Bankruptcy Prediction with LightGBM Classifier

In this example, we use LightGBM to build a classification model in order to predict bankruptcy.

Read dataset

import os

if os.environ.get("AZURE_SERVICE", None) == "Microsoft.ProjectArcadia":
from pyspark.sql import SparkSession
spark = SparkSession.builder.getOrCreate()
df = spark.read.format("csv")\
.option("header", True)\
.option("inferSchema", True)\
.load("wasbs://publicwasb@mmlspark.blob.core.windows.net/company_bankruptcy_prediction_data.csv")
# print dataset size
print("records read: " + str(df.count()))
print("Schema: ")
df.printSchema()
display(df)

Split the dataset into train and test

train, test = df.randomSplit([0.85, 0.15], seed=1)

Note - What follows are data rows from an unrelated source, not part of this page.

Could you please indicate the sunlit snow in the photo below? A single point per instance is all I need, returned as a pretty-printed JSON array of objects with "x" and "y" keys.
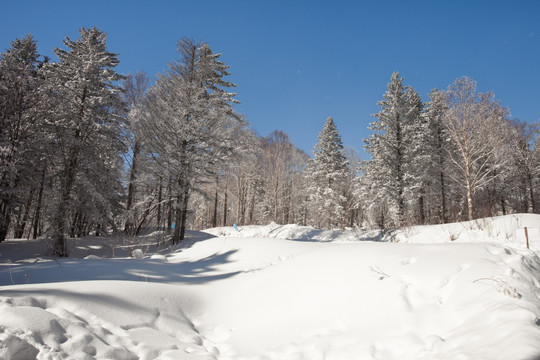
[{"x": 457, "y": 291}]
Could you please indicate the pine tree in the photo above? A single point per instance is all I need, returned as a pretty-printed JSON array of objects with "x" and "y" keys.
[
  {"x": 19, "y": 129},
  {"x": 328, "y": 172},
  {"x": 438, "y": 149},
  {"x": 394, "y": 172},
  {"x": 188, "y": 122},
  {"x": 84, "y": 127}
]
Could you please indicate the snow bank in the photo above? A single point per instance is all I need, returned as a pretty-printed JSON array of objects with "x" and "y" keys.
[{"x": 328, "y": 296}]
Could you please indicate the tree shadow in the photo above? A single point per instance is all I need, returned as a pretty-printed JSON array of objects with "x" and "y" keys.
[{"x": 196, "y": 271}]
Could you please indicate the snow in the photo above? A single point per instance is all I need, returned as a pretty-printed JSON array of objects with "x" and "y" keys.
[{"x": 456, "y": 291}]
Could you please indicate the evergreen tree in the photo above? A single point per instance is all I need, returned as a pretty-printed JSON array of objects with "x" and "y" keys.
[
  {"x": 439, "y": 181},
  {"x": 84, "y": 128},
  {"x": 19, "y": 129},
  {"x": 328, "y": 172},
  {"x": 189, "y": 124},
  {"x": 394, "y": 172}
]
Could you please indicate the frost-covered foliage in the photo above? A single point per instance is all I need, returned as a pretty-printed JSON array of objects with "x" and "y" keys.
[
  {"x": 188, "y": 122},
  {"x": 82, "y": 151},
  {"x": 19, "y": 128},
  {"x": 84, "y": 129},
  {"x": 458, "y": 157},
  {"x": 477, "y": 126}
]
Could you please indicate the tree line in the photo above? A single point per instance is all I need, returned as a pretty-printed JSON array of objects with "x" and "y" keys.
[{"x": 85, "y": 149}]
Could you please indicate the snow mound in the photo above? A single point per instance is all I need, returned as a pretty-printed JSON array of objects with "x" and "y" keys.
[{"x": 295, "y": 293}]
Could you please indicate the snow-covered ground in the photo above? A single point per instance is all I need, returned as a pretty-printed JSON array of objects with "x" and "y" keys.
[{"x": 455, "y": 291}]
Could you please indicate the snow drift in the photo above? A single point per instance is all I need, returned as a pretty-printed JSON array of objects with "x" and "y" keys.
[{"x": 260, "y": 294}]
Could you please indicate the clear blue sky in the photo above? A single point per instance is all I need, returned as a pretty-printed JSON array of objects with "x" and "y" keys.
[{"x": 298, "y": 62}]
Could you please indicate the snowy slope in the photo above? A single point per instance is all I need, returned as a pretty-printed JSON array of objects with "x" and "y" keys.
[{"x": 259, "y": 296}]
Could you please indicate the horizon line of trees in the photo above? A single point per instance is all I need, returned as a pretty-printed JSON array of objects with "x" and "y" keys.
[{"x": 84, "y": 149}]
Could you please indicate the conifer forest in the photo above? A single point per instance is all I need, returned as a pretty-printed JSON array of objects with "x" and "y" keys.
[{"x": 84, "y": 149}]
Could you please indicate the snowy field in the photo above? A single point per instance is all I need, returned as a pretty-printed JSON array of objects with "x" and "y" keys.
[{"x": 456, "y": 291}]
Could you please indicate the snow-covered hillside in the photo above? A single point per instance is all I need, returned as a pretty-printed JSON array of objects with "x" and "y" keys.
[{"x": 457, "y": 291}]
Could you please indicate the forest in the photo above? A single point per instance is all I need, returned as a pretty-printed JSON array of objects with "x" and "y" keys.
[{"x": 84, "y": 149}]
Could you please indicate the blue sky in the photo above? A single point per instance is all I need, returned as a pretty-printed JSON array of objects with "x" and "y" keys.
[{"x": 298, "y": 62}]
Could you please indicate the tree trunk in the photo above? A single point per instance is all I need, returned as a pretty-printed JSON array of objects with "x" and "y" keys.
[
  {"x": 128, "y": 228},
  {"x": 59, "y": 223},
  {"x": 37, "y": 214},
  {"x": 531, "y": 193},
  {"x": 469, "y": 202},
  {"x": 23, "y": 219},
  {"x": 160, "y": 199},
  {"x": 225, "y": 207},
  {"x": 214, "y": 218}
]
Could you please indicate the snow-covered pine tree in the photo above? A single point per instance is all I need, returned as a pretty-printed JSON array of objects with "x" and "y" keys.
[
  {"x": 477, "y": 126},
  {"x": 188, "y": 122},
  {"x": 394, "y": 146},
  {"x": 328, "y": 172},
  {"x": 134, "y": 88},
  {"x": 84, "y": 125},
  {"x": 437, "y": 146},
  {"x": 19, "y": 131}
]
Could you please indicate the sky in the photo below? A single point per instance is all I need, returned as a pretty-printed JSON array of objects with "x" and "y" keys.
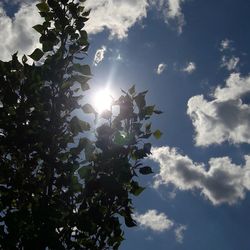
[{"x": 193, "y": 57}]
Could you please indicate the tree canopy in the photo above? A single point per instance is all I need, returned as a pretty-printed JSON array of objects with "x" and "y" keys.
[{"x": 60, "y": 189}]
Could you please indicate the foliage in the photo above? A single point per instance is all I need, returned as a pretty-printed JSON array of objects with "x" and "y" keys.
[{"x": 51, "y": 194}]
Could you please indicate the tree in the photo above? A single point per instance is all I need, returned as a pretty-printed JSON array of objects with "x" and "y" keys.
[{"x": 53, "y": 195}]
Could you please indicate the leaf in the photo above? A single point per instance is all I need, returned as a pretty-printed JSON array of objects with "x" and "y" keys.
[
  {"x": 132, "y": 90},
  {"x": 84, "y": 172},
  {"x": 136, "y": 189},
  {"x": 78, "y": 125},
  {"x": 43, "y": 7},
  {"x": 36, "y": 55},
  {"x": 39, "y": 28},
  {"x": 149, "y": 110},
  {"x": 157, "y": 134},
  {"x": 106, "y": 114},
  {"x": 24, "y": 59},
  {"x": 147, "y": 148},
  {"x": 88, "y": 109},
  {"x": 76, "y": 186},
  {"x": 146, "y": 170},
  {"x": 140, "y": 100}
]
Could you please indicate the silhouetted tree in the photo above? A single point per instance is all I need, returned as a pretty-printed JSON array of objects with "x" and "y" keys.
[{"x": 58, "y": 188}]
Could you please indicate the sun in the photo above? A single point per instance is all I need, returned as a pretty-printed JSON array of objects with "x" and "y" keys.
[{"x": 103, "y": 100}]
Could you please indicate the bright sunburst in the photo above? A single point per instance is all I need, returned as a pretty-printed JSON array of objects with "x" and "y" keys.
[{"x": 103, "y": 100}]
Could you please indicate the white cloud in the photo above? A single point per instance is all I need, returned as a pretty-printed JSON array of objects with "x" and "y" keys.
[
  {"x": 99, "y": 55},
  {"x": 161, "y": 67},
  {"x": 230, "y": 63},
  {"x": 154, "y": 220},
  {"x": 179, "y": 233},
  {"x": 222, "y": 182},
  {"x": 190, "y": 68},
  {"x": 117, "y": 16},
  {"x": 225, "y": 117},
  {"x": 172, "y": 11},
  {"x": 17, "y": 33},
  {"x": 226, "y": 44}
]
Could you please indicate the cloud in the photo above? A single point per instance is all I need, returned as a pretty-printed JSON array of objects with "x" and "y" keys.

Add featurizer to convert features to vector

from pyspark.ml.feature import VectorAssembler
feature_cols = df.columns[1:]
featurizer = VectorAssembler(
inputCols=feature_cols,
outputCol='features'
)
train_data = featurizer.transform(train)['Bankrupt?', 'features']
test_data = featurizer.transform(test)['Bankrupt?', 'features']

Check if the data is unbalanced

display(train_data.groupBy("Bankrupt?").count())

Model Training

from synapse.ml.lightgbm import LightGBMClassifier
model = LightGBMClassifier(objective="binary", featuresCol="features", labelCol="Bankrupt?", isUnbalance=True)
model = model.fit(train_data)

By calling "saveNativeModel", it allows you to extract the underlying lightGBM model for fast deployment after you train on Spark.

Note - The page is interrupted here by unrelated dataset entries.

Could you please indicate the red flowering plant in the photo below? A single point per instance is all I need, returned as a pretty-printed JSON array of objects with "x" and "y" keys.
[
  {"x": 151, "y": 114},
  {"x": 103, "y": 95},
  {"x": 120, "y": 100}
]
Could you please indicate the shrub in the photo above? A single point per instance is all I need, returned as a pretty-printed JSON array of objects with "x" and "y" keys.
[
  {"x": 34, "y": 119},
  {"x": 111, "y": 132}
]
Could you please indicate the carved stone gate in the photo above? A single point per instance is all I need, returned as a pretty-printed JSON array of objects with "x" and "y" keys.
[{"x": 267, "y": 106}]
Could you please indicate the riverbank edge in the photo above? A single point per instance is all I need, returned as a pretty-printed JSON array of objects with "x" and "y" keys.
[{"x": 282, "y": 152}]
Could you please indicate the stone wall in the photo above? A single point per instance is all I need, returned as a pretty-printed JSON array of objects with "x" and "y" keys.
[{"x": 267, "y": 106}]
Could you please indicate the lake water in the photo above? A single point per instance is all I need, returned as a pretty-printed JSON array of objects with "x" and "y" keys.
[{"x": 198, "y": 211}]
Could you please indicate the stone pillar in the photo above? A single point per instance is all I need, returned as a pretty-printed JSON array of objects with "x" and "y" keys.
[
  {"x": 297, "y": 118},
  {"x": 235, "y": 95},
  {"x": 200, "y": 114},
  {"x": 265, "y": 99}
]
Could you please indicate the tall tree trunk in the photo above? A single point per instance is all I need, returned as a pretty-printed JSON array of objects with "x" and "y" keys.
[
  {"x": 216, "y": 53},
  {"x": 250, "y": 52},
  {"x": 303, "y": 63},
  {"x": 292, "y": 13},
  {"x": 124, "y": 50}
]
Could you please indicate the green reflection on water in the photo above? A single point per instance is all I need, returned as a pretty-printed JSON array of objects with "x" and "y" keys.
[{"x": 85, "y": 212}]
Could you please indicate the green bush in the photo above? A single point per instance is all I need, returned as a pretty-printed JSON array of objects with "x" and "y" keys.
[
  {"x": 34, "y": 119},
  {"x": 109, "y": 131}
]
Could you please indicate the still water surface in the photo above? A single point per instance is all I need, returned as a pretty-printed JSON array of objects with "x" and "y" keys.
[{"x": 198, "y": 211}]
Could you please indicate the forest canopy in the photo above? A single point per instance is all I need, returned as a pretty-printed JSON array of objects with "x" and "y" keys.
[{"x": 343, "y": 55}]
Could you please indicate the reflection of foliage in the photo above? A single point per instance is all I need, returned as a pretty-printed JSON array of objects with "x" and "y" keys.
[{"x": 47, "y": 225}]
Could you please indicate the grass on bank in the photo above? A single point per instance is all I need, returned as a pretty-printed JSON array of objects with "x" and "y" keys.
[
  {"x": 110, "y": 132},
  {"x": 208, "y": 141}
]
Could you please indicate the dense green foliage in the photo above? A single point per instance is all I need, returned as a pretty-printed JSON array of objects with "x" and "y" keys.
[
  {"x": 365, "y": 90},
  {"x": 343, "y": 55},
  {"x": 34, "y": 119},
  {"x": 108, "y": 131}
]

from synapse.ml.lightgbm import LightGBMClassificationModel

if os.environ.get("AZURE_SERVICE", None) == "Microsoft.ProjectArcadia":
model.saveNativeModel("/models/lgbmclassifier.model")
model = LightGBMClassificationModel.loadNativeModelFromFile("/models/lgbmclassifier.model")
else:
model.saveNativeModel("/lgbmclassifier.model")
model = LightGBMClassificationModel.loadNativeModelFromFile("/lgbmclassifier.model")

Feature Importances Visualization

import pandas as pd
import matplotlib.pyplot as plt

feature_importances = model.getFeatureImportances()
fi = pd.Series(feature_importances,index = feature_cols)
fi = fi.sort_values(ascending = True)
f_index = fi.index
f_values = fi.values

# print feature importances
print ('f_index:',f_index)
print ('f_values:',f_values)

# plot
x_index = list(range(len(fi)))
x_index = [x/len(fi) for x in x_index]
plt.rcParams['figure.figsize'] = (20,20)
plt.barh(x_index,f_values,height = 0.028 ,align="center",color = 'tan',tick_label=f_index)
plt.xlabel('importances')
plt.ylabel('features')
plt.show()

Model Prediction

predictions = model.transform(test_data)
predictions.limit(10).toPandas()
from synapse.ml.train import ComputeModelStatistics
metrics = ComputeModelStatistics(evaluationMetric="classification", labelCol='Bankrupt?', scoredLabelsCol='prediction').transform(predictions)
display(metrics)

Quantile Regression for Drug Discovery with LightGBMRegressor

In this example, we show how to use LightGBM to build a simple regression model.

Read dataset

triazines = spark.read.format("libsvm")\
.load("wasbs://publicwasb@mmlspark.blob.core.windows.net/triazines.scale.svmlight")
# print some basic info
print("records read: " + str(triazines.count()))
print("Schema: ")
triazines.printSchema()
display(triazines.limit(10))

Split dataset into train and test

train, test = triazines.randomSplit([0.85, 0.15], seed=1)

Model Training

from synapse.ml.lightgbm import LightGBMRegressor
model = LightGBMRegressor(objective='quantile',
alpha=0.2,
learningRate=0.3,
numLeaves=31).fit(train)
print(model.getFeatureImportances())

Model Prediction

scoredData = model.transform(test)
display(scoredData)
from synapse.ml.train import ComputeModelStatistics
metrics = ComputeModelStatistics(evaluationMetric='regression',
labelCol='label',
scoresCol='prediction') \
.transform(scoredData)
display(metrics)

LightGBM Ranker

Read dataset

df = spark.read.format("parquet").load("wasbs://publicwasb@mmlspark.blob.core.windows.net/lightGBMRanker_train.parquet")
# print some basic info
print("records read: " + str(df.count()))
print("Schema: ")
df.printSchema()
display(df.limit(10))

Model Training

from synapse.ml.lightgbm import LightGBMRanker

features_col = 'features'
query_col = 'query'
label_col = 'labels'
lgbm_ranker = LightGBMRanker(labelCol=label_col,
featuresCol=features_col,
groupCol=query_col,
predictionCol='preds',
leafPredictionCol='leafPreds',
featuresShapCol='importances',
repartitionByGroupingColumn=True,
numLeaves=32,
numIterations=200,
evalAt=[1,3,5],
metric='ndcg')
lgbm_ranker_model = lgbm_ranker.fit(df)

Model Prediction

dt = spark.read.format("parquet").load("wasbs://publicwasb@mmlspark.blob.core.windows.net/lightGBMRanker_test.parquet")
predictions = lgbm_ranker_model.transform(dt)
predictions.limit(10).toPandas()